On Fri, Sep 27, 2019 at 2:45 PM Sean Christopherson
<[email protected]> wrote:
>
> Write the desired L2 CR3 into vmcs02.GUEST_CR3 during nested VM-Enter
> instead of deferring the VMWRITE until vmx_set_cr3(). If the VMWRITE
> is deferred, then KVM can consume a stale vmcs02.GUEST_CR3 when it
> refreshes vmcs12->guest_cr3 during nested_vmx_vmexit() if the emulated
> VM-Exit occurs without actually entering L2, e.g. if the nested run
> is squashed because nested VM-Enter (from L1) is putting L2 into HLT.
>
> Note, the above scenario can occur regardless of whether L1 is
> intercepting HLT, e.g.
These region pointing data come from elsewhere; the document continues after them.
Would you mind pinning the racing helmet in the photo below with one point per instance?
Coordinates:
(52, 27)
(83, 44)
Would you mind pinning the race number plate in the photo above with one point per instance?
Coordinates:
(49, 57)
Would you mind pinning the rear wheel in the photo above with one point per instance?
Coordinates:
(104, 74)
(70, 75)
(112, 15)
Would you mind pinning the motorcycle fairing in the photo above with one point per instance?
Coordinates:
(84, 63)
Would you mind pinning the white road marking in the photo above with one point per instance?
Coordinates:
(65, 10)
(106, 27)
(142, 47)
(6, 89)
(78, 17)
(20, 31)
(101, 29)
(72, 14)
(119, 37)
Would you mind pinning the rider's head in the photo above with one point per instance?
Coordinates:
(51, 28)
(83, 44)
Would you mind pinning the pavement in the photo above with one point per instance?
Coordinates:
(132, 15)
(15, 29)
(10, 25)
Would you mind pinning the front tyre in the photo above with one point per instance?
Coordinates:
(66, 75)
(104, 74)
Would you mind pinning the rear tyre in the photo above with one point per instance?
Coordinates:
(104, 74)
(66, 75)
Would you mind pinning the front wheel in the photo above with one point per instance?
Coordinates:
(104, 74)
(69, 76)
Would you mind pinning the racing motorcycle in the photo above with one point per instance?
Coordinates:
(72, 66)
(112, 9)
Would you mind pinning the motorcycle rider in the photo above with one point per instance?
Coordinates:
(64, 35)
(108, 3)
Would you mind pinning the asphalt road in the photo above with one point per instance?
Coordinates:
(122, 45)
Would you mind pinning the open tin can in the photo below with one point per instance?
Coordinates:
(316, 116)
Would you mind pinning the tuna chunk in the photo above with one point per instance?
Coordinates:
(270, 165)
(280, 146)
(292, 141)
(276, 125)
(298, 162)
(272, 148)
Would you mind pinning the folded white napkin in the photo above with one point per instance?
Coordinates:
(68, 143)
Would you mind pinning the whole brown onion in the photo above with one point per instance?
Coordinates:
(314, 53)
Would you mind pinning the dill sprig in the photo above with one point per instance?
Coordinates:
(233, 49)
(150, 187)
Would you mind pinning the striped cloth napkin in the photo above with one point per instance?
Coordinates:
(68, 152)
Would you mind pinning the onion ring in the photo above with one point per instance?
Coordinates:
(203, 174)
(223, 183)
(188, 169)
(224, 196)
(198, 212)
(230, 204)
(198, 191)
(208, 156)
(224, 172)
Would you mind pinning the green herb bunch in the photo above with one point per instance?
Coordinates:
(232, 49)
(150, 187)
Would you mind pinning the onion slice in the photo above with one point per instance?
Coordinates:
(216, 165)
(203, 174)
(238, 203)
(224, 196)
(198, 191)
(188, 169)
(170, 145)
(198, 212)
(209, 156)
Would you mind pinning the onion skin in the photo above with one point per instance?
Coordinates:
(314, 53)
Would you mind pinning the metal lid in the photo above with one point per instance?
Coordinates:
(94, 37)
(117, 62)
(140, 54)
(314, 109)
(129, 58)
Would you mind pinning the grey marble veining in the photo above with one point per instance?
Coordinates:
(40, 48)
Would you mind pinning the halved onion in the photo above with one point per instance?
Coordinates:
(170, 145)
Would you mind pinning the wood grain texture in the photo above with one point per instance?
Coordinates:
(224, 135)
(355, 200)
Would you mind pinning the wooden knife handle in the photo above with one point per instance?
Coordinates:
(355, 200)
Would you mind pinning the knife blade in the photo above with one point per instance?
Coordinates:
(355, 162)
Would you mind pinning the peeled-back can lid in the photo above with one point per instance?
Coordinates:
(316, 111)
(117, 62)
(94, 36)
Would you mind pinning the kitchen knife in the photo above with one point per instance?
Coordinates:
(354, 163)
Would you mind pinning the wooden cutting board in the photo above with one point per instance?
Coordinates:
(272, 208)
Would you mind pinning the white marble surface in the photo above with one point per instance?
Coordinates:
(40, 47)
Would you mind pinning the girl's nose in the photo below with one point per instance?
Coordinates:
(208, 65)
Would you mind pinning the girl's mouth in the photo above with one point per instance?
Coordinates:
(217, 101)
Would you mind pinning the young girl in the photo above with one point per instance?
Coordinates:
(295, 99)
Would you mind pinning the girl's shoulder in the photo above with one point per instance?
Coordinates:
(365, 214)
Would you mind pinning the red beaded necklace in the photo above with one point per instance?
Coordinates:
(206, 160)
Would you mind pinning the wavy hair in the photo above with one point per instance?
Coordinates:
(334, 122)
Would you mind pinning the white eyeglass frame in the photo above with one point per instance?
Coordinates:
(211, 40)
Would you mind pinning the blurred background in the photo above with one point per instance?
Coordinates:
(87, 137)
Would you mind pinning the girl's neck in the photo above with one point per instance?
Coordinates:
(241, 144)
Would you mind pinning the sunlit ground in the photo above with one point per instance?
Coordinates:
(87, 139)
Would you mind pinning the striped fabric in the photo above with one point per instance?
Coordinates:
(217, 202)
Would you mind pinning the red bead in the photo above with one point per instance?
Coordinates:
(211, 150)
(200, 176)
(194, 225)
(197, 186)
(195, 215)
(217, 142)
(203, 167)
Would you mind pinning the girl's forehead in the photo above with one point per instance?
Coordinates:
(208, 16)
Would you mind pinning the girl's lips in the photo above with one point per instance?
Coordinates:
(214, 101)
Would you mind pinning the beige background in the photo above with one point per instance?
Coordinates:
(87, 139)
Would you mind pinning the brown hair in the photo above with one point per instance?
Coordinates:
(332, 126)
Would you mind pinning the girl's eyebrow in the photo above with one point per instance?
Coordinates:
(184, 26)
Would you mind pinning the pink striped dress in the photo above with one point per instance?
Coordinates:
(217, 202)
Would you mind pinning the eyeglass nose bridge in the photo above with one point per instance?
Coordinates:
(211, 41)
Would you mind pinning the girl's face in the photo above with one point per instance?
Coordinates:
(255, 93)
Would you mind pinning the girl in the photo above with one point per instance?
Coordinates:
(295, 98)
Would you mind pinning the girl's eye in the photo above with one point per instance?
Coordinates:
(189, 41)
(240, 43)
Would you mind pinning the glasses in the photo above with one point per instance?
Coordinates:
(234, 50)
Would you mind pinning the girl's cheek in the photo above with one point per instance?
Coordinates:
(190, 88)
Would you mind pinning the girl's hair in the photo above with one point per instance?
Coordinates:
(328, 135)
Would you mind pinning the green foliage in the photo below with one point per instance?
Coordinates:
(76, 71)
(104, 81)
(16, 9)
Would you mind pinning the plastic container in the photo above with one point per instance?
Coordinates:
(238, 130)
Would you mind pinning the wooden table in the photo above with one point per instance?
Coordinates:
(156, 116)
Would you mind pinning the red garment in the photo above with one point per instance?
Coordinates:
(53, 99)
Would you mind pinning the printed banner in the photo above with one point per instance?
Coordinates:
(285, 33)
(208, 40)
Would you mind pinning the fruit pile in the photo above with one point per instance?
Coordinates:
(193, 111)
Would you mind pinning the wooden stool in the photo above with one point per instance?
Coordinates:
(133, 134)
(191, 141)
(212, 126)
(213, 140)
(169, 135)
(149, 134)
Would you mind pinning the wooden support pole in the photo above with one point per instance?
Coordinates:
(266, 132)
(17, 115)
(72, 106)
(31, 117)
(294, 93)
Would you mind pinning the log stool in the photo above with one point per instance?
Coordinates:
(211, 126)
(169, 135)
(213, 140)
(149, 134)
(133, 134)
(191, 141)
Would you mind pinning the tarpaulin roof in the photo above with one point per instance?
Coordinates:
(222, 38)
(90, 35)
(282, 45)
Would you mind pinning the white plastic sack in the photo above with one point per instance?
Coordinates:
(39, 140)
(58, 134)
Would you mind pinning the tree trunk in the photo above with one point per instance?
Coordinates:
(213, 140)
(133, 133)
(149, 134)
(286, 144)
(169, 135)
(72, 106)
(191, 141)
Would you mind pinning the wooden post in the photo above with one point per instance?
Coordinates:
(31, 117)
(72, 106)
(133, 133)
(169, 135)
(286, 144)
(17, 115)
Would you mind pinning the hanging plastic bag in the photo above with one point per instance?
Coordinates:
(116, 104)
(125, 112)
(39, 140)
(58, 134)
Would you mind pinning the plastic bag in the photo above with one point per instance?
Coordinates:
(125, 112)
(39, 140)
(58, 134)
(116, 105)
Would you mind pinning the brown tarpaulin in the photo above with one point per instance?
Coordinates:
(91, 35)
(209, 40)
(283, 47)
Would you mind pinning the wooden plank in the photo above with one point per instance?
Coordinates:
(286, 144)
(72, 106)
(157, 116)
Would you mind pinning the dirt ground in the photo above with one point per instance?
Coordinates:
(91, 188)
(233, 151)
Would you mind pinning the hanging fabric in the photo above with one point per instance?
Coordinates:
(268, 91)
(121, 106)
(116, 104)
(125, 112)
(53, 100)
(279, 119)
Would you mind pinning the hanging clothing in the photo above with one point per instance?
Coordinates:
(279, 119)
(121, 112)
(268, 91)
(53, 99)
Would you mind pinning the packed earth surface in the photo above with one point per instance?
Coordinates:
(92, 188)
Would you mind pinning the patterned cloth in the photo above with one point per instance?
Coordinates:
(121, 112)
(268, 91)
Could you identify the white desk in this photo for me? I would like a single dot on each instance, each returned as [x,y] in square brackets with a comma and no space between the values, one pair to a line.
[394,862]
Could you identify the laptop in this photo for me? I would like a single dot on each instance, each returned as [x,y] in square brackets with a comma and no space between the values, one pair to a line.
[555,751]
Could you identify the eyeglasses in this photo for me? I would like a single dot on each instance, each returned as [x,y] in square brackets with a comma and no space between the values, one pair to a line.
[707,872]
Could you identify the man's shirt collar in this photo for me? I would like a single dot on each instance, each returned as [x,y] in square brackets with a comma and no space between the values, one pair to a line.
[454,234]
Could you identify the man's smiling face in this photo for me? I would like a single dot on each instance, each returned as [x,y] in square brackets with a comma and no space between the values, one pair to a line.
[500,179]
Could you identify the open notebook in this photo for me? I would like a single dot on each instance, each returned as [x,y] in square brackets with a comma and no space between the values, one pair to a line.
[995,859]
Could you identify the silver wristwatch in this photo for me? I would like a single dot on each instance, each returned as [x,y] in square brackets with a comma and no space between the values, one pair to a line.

L1 can intercept HLT and then re-enter L2 with
> vmcs.GUEST_ACTIVITY_STATE=HALTED. But practically speaking, a VMM will
> likely put a guest into HALTED if and only if it's not intercepting HLT.
>
> In an ideal world where EPT *requires* unrestricted guest (and vice
> versa), VMX could handle CR3 similar to how it handles RSP and RIP,
> e.g. mark CR3 dirty and conditionally load it at vmx_vcpu_run(). But
> the unrestricted guest silliness complicates the dirty tracking logic
> to the point that explicitly handling vmcs02.GUEST_CR3 during nested
> VM-Enter is a simpler overall implementation.
>
> Cc: [email protected]
> Reported-and-tested-by: Reto Buerki <[email protected]>
> Tested-by: Vitaly Kuznetsov <[email protected]>
> Reviewed-by: Liran Alon <[email protected]>
> Signed-off-by: Sean Christopherson <[email protected]>
Reviewed-by: Jim Mattson <[email protected]>

2019-09-30 10:43:41

by Reto Buerki

[permalink] [raw]
Subject: Re: [PATCH v2 0/8] KVM: x86: nVMX GUEST_CR3 bug fix, and then some...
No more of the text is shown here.